There were weeks of paralysis when I couldn’t make rent. The landlord, who smoked in bed and was always catching fire, had finally seized my belongings – books, furniture, etc. – while I was out at the symphony. I rolled my coat into a ball just to have a place to sit down. The only other option would have involved a gas station stickup. I stared across the room at the empty space on the wall where a poster of Chagall’s cheerfully nihilistic “I and the Village” had been thumbtacked. My blood sang in my ears like a nightingale with a toothache.

Isaac Kulp

a prayer for times of desperation

let me sink into the arms of the Mother

and clutch my way back to her hidden and sometimes barren womb

that once claimed me and held me infinitely

and balanced my embryo between space and time.

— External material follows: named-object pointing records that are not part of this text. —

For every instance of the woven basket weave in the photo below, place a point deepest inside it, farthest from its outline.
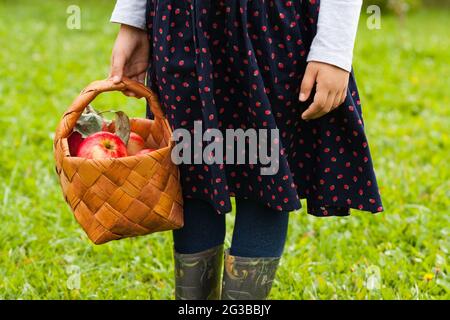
(124, 197)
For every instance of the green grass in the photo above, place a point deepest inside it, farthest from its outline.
(403, 73)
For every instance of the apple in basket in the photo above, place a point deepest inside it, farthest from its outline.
(75, 139)
(145, 151)
(135, 144)
(102, 145)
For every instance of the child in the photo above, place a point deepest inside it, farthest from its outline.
(252, 64)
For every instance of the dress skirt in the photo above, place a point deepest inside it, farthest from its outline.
(238, 64)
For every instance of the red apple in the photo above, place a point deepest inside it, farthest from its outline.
(145, 151)
(102, 145)
(75, 139)
(135, 144)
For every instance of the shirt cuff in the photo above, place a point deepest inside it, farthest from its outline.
(130, 12)
(341, 60)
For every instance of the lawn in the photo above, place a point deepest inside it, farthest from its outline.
(403, 253)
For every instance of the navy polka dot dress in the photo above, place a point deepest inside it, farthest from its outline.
(239, 64)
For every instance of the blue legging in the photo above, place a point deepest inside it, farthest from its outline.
(258, 230)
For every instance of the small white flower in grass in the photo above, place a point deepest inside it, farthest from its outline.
(74, 280)
(373, 281)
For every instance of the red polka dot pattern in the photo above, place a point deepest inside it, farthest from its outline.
(239, 64)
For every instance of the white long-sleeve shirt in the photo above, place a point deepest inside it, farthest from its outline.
(333, 43)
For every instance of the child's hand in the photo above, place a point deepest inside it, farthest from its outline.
(130, 55)
(331, 88)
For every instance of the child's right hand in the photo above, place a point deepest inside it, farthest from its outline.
(130, 55)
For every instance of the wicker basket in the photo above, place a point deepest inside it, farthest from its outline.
(121, 197)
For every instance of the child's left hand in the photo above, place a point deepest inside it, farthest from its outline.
(331, 88)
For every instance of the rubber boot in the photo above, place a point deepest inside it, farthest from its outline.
(197, 276)
(248, 278)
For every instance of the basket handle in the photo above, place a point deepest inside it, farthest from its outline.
(74, 112)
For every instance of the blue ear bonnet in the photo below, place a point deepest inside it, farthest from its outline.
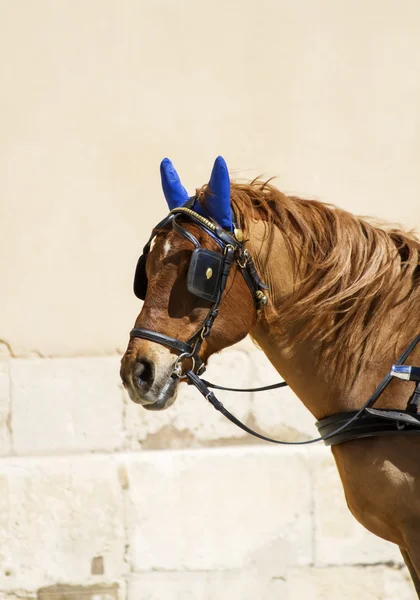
(218, 201)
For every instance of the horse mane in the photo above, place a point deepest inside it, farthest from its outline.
(350, 272)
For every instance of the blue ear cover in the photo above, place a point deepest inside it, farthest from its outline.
(218, 200)
(175, 193)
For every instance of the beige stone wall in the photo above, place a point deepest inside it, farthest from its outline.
(100, 500)
(95, 92)
(95, 492)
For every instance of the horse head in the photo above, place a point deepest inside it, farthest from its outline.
(200, 289)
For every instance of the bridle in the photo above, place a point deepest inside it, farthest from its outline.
(205, 266)
(207, 277)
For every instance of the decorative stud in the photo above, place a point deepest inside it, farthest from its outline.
(239, 234)
(261, 298)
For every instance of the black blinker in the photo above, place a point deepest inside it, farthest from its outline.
(140, 278)
(204, 274)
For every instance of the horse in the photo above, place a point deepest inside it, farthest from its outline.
(329, 297)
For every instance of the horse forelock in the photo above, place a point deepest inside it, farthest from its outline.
(353, 275)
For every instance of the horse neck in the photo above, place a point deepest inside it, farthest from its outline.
(303, 365)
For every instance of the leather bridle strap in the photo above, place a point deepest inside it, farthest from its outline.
(200, 384)
(161, 338)
(264, 388)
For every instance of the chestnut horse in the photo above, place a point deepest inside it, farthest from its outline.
(344, 300)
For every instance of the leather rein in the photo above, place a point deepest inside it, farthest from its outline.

spared from the range of human emotion

only an egg and a sack of skin and flesh and bone

tightly wound in a sequence of repeating letters

of primordial stew.

let me be seated in the arms of The Virgin Mother,

wounded and bleeding and wearing a crown of thorns

that I have fashioned out of my own desperation,

the thorny and wild crown that seeps into my skull

and where milk flows from my mouth and eyes

let there be honey instead.

and let there be the sweet lilies adorning my crown

while Saint Peter paces at the gate waiting for my return.

oh, my prodigal son!

let me crawl into the mouth of God like a moth

with wings and all,

gently seated on the back of her tongue

where I will devour the soot of anger

and swallow last Sunday’s cigarette butt without any qualms for I will

be the gift that keeps on giving.

Tony Pena

The dark side of car karaoke

Gene Kelly can get drenched

in the summer rain if he wants,

singing and hoofing

from lamp post to lamp post

as a change in weather

intensifies the drops

of a passing drizzle

to a muggy monsoon.

I’d much rather turn

the volume knob in the dry

cabin of my true blue

Accord as high as can go ,

caterwauling to whatever

classic rock tune comes on

for the millionth time

on a steamy August day.

I bypass Boston to attempt

a Bohemian Rhapsody solo,

multitasking Freddie Mercury

lines like a fucking Vienna

Choirboy strung out on speed

hyperventilating vowels

as the wipers tango

across the windshield

till at the only light in town

some guy in a copper

colored pick up truck ahead

of me rolls down his window

in the pouring rain and waves

a burly arm tattooed

with swastikas and flags

of a southern confederacy.

I figure with the rain and all

maybe the big malcontent

needs directions or something

but then he’s screaming out

faggot this and faggot that,

stomping towards my car

and I knew his GPS was looking

for a face to land a right cross.

Bully pulpits make wild dogs

mad enough to unleash

a hurting of biblical proportions

so the foam drooling out

his toothless mouth and an NRA

bumper sticker gave common

sense a pregnant pause

to consider flight or fight.

I unholstered my only line

of defense of a recording

smart phone to combat

the stupidity of hate as drivers

leaned on their horns ,not

to protect my ninety eight

pound weakling ass, but to get

to wherever the hell they had to go.

A cop came around with sirens

blaring and Anytown’s finest

ushered the heathen back

to the truck and sent him

on his way before pointing

at my cell phone and saying,

“I’m going to have to give you

 a ticket for using that while driving.”